The restaurant’s insurer, Mid-Century, paid the claim and then pursued its subrogation rights against HIVE, but sued in negligence. Mid-Century alleged that HIVE’s installation of the combustible plywood in the wall demonstrated careless and reckless disregard for the rights and safety of others and therefore constituted willful and wanton conduct. The subrogee did not initially assert a breach of contract claim but later sought leave to amend its complaint to include one. The court initially granted leave, but then reconsidered, as the amendment came on the eve of trial.  

During the trial, HIVE moved for a directed verdict on the basis that Mid-Century’s tort claim was barred by the economic loss rule. The trial court denied that motion, basing its decision on a minority view (within Colorado) that the economic loss doctrine does not bar tort claims that arise from willful and wanton conduct. On appeal, the Colorado Supreme Court reversed and ruled that willful and wanton conduct does not avoid the effect of the economic loss rule. 

Court’s Analysis

The Colorado Supreme Court reasoned that the application (or not) of the economic loss rule should turn on an examination of the source of the duty allegedly breached. Specifically, courts should consider whether: (1) the relief sought in negligence is the same as the contractual relief; (2) there is a recognized common law duty of care in negligence; and (3) the negligence duty and contractual duty differ in any way. 

Unfortunately for Mid-Century, all these factors weighed in favor of the economic loss doctrine. First, the relief Mid-Century sought in negligence—damages to the restaurant caused by the fire—is identical to the relief it could have sought under a breach of contract claim. Second, the court did not specifically determine that there was not a common law duty of care applicable to this situation, but it certainly appeared skeptical – i.e., “notwithstanding the possible existence of this duty of care ….” (emphasis added). Third, whether such a duty exists a common law, the court was satisfied that the contractual and common law duties would be effectively same – to perform the Work “to the requirements of the Contract Documents.” 

Applying this test, the court held that Mid-Century’s negligence claim was duplicative of the contract claim it could have brought; that its relief would be the same under either claim; and HIVE’s duty to perform the work safely was the same under either theory.
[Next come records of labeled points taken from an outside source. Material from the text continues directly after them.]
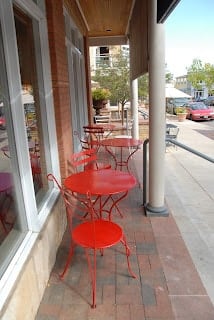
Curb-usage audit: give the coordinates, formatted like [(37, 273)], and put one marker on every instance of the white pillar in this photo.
[(134, 89), (157, 114)]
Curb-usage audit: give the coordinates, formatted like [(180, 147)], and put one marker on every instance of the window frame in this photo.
[(18, 244)]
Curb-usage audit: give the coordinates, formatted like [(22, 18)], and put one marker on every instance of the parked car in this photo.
[(199, 111), (209, 101), (173, 103)]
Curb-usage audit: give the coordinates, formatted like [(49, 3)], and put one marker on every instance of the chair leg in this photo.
[(123, 241), (68, 261), (92, 271)]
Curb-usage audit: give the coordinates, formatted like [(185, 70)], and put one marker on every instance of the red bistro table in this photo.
[(122, 143), (100, 183)]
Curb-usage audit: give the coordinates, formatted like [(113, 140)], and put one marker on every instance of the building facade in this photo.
[(44, 56)]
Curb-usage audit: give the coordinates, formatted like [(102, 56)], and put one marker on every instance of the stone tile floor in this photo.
[(167, 285)]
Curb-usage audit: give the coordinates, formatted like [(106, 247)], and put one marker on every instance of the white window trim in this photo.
[(25, 241)]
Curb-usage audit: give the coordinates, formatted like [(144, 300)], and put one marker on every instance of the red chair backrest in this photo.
[(85, 159)]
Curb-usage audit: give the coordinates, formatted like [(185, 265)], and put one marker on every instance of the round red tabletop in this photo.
[(5, 181), (105, 126), (121, 142), (100, 182)]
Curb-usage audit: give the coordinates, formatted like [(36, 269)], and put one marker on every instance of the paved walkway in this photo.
[(172, 256)]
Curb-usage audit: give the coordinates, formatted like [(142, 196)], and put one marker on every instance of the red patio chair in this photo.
[(96, 234), (87, 160), (36, 169)]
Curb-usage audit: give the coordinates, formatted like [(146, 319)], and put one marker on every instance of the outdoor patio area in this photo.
[(167, 285)]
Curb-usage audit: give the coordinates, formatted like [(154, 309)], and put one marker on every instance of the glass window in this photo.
[(28, 146)]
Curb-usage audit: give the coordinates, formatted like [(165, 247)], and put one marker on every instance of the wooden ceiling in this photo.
[(106, 18), (110, 18)]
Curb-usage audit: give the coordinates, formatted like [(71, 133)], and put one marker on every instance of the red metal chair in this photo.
[(36, 169), (87, 160), (95, 234), (94, 135)]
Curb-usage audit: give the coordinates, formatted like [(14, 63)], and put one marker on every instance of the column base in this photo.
[(156, 211)]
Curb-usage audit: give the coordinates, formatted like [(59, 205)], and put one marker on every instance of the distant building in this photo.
[(102, 56), (181, 83)]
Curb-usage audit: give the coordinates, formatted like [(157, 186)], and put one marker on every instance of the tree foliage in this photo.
[(209, 77), (143, 87), (195, 74), (199, 73), (115, 77)]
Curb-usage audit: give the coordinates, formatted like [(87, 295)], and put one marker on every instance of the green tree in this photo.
[(116, 78), (143, 87), (196, 74), (209, 77)]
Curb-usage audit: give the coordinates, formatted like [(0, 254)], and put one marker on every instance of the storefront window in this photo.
[(27, 127)]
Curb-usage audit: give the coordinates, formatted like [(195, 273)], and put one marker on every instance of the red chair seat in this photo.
[(99, 234)]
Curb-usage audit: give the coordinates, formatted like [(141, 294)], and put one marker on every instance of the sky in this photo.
[(189, 34)]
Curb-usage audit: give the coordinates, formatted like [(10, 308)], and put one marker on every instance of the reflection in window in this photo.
[(8, 211), (25, 28)]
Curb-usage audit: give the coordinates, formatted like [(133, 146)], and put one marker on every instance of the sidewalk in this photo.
[(190, 196), (172, 256)]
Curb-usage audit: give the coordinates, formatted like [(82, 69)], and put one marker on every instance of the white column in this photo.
[(134, 89), (156, 35)]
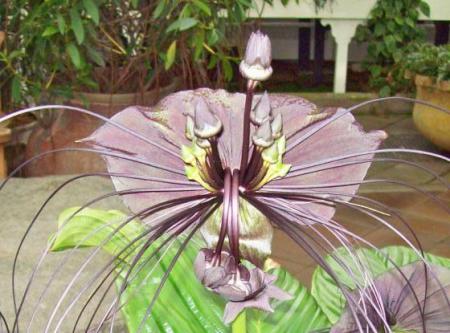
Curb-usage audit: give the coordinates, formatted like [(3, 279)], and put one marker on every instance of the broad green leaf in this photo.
[(77, 25), (74, 54), (402, 255), (170, 55), (329, 296), (92, 10), (184, 305), (302, 314), (96, 57), (49, 31), (324, 288), (183, 23), (92, 227)]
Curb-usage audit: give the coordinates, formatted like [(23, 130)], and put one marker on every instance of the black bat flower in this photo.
[(230, 167), (415, 299)]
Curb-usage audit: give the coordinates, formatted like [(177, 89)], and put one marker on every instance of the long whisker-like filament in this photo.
[(150, 210), (333, 118), (49, 198), (95, 115)]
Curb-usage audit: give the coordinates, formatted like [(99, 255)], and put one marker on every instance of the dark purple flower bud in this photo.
[(242, 288), (258, 56)]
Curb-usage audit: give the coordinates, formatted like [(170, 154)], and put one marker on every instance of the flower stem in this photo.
[(240, 323), (246, 130)]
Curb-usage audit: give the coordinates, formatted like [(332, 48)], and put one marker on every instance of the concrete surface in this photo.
[(22, 197)]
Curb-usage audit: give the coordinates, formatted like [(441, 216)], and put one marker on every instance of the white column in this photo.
[(343, 31)]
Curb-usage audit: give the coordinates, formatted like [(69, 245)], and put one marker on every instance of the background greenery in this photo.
[(391, 33)]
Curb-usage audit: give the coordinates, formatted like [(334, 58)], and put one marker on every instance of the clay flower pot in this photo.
[(432, 123)]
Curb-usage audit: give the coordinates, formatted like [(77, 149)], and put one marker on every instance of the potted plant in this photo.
[(106, 55), (429, 67)]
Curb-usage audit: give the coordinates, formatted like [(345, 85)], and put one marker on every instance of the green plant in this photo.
[(429, 60), (390, 32), (56, 47), (197, 309)]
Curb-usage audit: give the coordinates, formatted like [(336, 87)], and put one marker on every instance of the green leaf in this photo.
[(159, 9), (424, 8), (96, 57), (302, 314), (91, 227), (15, 89), (61, 23), (49, 31), (92, 10), (181, 24), (324, 288), (77, 25), (170, 55), (74, 54), (184, 305), (385, 91), (329, 296), (202, 6)]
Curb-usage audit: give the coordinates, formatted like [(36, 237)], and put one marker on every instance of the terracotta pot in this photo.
[(71, 126), (433, 124)]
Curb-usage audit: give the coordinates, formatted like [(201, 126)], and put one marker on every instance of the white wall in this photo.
[(284, 37)]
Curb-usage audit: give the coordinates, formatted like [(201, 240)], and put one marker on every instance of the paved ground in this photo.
[(430, 222), (22, 197)]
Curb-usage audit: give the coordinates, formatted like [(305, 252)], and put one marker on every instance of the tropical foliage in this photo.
[(198, 310)]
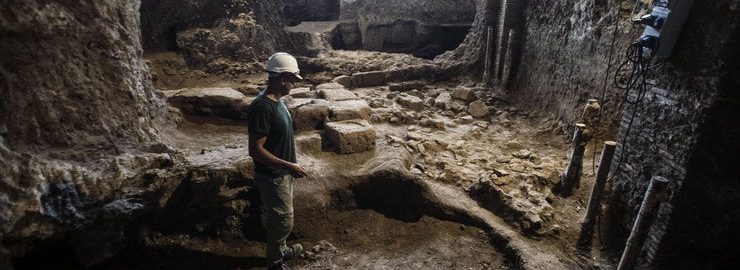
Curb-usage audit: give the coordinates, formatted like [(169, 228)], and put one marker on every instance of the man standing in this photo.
[(272, 148)]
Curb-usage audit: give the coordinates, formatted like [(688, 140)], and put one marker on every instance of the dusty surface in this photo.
[(437, 142)]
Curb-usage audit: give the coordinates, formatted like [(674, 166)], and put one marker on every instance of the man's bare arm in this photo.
[(258, 152)]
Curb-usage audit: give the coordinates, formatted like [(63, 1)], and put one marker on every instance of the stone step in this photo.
[(352, 136)]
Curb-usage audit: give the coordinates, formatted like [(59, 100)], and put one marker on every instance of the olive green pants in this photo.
[(277, 213)]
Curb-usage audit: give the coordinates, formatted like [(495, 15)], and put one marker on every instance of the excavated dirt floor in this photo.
[(420, 200)]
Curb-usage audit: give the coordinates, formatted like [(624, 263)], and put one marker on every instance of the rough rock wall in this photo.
[(686, 129), (567, 54), (72, 76), (424, 28), (75, 100), (682, 128), (428, 11), (311, 10), (234, 35), (469, 56)]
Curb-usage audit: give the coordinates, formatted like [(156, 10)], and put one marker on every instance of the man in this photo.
[(272, 148)]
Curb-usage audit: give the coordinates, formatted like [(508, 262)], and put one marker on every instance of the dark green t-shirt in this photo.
[(271, 118)]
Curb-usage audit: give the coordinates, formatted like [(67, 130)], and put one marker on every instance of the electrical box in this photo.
[(671, 29)]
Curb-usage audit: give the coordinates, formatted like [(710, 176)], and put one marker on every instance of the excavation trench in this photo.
[(381, 221)]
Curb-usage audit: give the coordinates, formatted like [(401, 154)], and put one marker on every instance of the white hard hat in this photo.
[(283, 62)]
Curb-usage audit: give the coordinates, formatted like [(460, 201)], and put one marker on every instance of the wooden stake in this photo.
[(572, 175), (597, 194), (631, 249)]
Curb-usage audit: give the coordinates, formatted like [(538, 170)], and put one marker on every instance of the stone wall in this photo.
[(217, 36), (683, 130), (73, 76), (75, 101), (424, 28), (311, 10)]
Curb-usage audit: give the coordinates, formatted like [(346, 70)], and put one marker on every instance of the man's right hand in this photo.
[(297, 171)]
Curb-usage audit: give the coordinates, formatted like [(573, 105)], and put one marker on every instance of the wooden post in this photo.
[(572, 175), (489, 53), (597, 194), (631, 249)]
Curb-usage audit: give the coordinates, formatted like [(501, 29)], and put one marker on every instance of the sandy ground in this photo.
[(366, 239)]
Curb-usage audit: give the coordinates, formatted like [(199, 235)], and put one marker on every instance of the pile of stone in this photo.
[(337, 120)]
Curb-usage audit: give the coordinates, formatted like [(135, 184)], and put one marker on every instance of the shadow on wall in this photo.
[(401, 36), (297, 11)]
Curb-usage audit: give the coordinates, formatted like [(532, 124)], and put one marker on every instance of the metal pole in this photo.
[(597, 194), (657, 185), (572, 175), (489, 47)]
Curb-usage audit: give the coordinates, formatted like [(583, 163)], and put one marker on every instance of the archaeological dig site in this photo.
[(369, 134)]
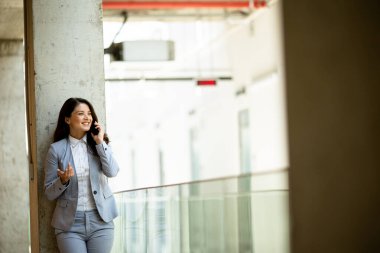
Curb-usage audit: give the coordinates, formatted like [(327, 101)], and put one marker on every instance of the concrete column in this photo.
[(14, 187), (332, 68), (68, 62)]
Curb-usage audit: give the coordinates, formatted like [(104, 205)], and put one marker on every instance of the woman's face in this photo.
[(79, 121)]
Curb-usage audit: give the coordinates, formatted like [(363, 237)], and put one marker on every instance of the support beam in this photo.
[(14, 196), (64, 59)]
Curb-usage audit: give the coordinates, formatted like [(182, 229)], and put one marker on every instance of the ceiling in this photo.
[(11, 12)]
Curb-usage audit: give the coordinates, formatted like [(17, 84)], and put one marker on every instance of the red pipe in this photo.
[(173, 5)]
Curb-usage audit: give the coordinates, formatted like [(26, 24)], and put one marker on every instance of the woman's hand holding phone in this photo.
[(97, 132)]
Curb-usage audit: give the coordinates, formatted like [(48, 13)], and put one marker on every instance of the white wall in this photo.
[(251, 53)]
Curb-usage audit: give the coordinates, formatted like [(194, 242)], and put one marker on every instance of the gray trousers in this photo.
[(89, 234)]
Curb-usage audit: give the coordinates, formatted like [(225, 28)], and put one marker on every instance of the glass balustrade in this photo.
[(247, 213)]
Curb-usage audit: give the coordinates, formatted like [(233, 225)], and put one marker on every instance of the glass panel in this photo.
[(248, 213)]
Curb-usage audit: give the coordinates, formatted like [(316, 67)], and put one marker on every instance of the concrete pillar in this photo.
[(68, 62), (14, 187), (332, 68)]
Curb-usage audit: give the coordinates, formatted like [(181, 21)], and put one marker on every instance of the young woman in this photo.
[(76, 170)]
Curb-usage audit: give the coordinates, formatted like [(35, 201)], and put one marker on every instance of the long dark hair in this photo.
[(63, 130)]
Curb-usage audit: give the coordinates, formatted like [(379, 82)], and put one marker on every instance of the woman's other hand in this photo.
[(66, 175)]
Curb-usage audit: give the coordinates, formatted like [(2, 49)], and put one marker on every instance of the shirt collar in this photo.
[(74, 142)]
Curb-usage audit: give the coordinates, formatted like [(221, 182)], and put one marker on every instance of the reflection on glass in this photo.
[(226, 215), (244, 141)]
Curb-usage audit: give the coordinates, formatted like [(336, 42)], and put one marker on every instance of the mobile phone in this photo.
[(94, 130)]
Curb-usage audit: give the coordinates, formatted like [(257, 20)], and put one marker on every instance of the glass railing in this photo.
[(247, 213)]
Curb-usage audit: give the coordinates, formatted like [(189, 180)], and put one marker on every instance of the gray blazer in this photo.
[(58, 157)]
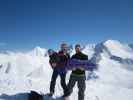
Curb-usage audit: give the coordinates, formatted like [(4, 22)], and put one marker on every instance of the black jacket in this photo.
[(79, 56)]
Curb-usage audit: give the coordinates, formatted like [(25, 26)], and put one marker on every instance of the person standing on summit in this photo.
[(78, 74), (58, 62)]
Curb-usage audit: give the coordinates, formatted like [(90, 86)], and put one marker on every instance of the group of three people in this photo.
[(57, 61)]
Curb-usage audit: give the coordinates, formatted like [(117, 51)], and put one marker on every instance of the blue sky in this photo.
[(25, 24)]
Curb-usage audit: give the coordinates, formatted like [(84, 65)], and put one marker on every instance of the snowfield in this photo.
[(25, 71)]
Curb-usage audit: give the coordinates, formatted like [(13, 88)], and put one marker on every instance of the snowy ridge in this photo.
[(22, 72)]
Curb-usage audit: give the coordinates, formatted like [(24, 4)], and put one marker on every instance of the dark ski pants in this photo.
[(80, 79), (63, 81)]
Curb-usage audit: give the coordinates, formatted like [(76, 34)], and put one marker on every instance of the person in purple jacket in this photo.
[(78, 74)]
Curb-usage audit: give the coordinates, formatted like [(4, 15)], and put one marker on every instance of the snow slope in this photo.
[(22, 72)]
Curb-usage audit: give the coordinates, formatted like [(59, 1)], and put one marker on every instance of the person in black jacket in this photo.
[(78, 75), (57, 61)]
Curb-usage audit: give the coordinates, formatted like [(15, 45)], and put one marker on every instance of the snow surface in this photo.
[(22, 72)]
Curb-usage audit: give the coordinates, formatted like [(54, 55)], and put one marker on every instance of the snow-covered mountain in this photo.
[(25, 71)]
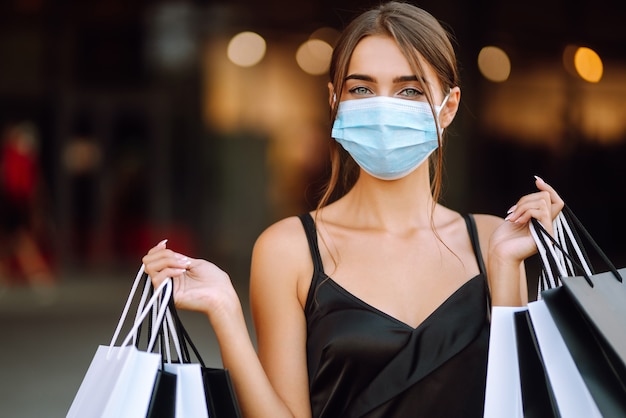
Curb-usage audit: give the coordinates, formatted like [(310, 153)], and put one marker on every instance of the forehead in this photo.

As such, the court ruled the economic loss rule barred Mid-Century’s recovery in negligence. 

Take Away

This decision demonstrates the strong presumption that disputes between parties in contractual privity will be resolved through recourse under the contract. This decision leaves open the possibility of recovery in tort for intentional torts between parties to a contract, but any conduct short of an intentional tort will have to be pled as a breach of contract claim. From a policy standpoint, this prevents aggrieved parties from bringing what ought to be a breach of contract claim as a tort claim in order to potentially obtain greater damages that it would be entitled to under contract. It also seeks to protect the parties’ negotiated terms and expectations – essentially the courts are seeking to respect the parties’ allocations of risk and cost established by their contract. 

These sorts of situations are common in the construction industry where so much risk is present, so much forethought goes into allocating it, and such minor mistakes can cause so much damage. In such situations, the desire to throw the contract out and sue in tort is sometimes attractive, but as this decision demonstrates, such a course is problematic.